Rather than learning from what they have done to achieve the results we all want, Michigan policy makers in many ways have gone in the completely opposite direction. Not smart!

So how has Massachusetts achieved these nation leading student achievement results? Four recent articles provide an overview of the Massachusetts approach to education policy. All worth checking out:

So what did Massachusetts do? The NY Times article describes their approach this way:

The three core components were more money (mostly to the urban schools), ambitious academic standards and a high-stakes test that students had to pass before collecting their high school diplomas. All students were expected to learn algebra before high school. …  Also noteworthy was what the reforms did not include. Parents were not offered vouchers for private schools. The state did not close poorly performing schools, eliminate tenure for teachers or add merit pay. The reforms did allow for some charter schools, but not many. Then the state, by and large, stayed the course.

As EdTrust-Midwest describes in their Massachusetts fact sheet the state’s approach to charter schools is: “In the early 1990s, Massachusetts leaders decided to open the state’s first charter schools – on a hugely important condition: accountability for both opening and for expansion would be strong. This included intentional, regulated high-quality charter school creation with high standards, strong accountability, and a state-guided quality authorizing process.”

Another key feature of Massachusetts k-12 policy is taking teacher quality seriously. Raising standards for teachers combined with professional development of teachers on the state’s rigorous standards. As Ed Trust Midwest writes: “Accountability and high standards can only do so much; without support for teachers in the classroom, students are unlikely to learn at the high levels they need to be prepared for life after high school.”

So Massachusetts has achieved the nation’s best student achievement through:

  • setting rigorous standards for all kids and not lowering those standards when kids had trouble meeting them
  • testing aligned with those rigorous standards
  • developing teachers prepared to teach all kids the standards
  • state funding that provides more resources for poor kids
  • a limited number of charters that must meet rigorous quality standards to be able to operate (open, stay open and replicate) in the state. 

Michigan, of course has gone in a completely different direction. We have been ambiguous at best about rigorous standards and aligned tests. Have not invested in developing educators to teach rigorous standards. Moved away from preferential state funding for low income students. Instead we have relied on parental choice as the prime lever to drive student achievement. Culminating in the elimination of the cap on charters without any quality standards.

The bottom line: the Massachusetts approach has worked, Michigan’s hasn’t.

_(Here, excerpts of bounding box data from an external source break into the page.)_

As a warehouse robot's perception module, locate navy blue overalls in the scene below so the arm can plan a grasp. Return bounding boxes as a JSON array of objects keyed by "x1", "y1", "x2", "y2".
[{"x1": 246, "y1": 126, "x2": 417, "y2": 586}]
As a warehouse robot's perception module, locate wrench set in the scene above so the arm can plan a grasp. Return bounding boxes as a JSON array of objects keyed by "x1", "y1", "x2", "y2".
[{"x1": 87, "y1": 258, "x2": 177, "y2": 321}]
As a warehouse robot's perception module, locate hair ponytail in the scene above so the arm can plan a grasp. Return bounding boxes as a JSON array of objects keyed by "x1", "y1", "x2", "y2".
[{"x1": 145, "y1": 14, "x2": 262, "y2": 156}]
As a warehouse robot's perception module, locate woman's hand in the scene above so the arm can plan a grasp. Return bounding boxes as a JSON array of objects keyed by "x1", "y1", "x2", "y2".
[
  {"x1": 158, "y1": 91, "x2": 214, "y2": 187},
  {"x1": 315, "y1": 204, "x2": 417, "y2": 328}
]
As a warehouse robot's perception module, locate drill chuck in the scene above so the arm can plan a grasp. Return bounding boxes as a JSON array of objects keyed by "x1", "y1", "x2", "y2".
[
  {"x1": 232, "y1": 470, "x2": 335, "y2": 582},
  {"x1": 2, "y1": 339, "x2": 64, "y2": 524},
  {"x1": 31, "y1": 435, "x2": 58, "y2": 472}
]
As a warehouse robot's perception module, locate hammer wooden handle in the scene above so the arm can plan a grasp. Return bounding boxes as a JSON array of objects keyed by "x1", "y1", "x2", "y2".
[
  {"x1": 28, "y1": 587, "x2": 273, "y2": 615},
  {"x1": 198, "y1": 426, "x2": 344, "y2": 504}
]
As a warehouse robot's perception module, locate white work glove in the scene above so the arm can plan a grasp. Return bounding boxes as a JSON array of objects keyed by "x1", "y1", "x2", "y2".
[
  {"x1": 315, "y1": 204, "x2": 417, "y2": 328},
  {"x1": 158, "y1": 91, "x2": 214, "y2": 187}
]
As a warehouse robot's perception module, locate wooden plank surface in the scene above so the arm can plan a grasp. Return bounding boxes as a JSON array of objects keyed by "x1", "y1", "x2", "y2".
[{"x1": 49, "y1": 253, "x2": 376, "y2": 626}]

The United States Chamber of Commerce Foundation Leaders & Laggards: A State-by-State Report Card on Educational Effectiveness gives Michigan an overall grade of D. For academic achievement a D and for academic achievement low income/minority an F. Maybe more concerning, the report gives Michigan an F in both categories for progress since 2007. Massachusetts received an overall grade of A. For academic achievement an A and for academic achievement low income/minority an A. In terms of progress since 2007 the report gives Massachusetts a B for academic achievement and an A for academic achievement low income/minority.

Seems like its time for Michigan to move away from unregulated school choice and to learn from the state with the highest student achievement in the country.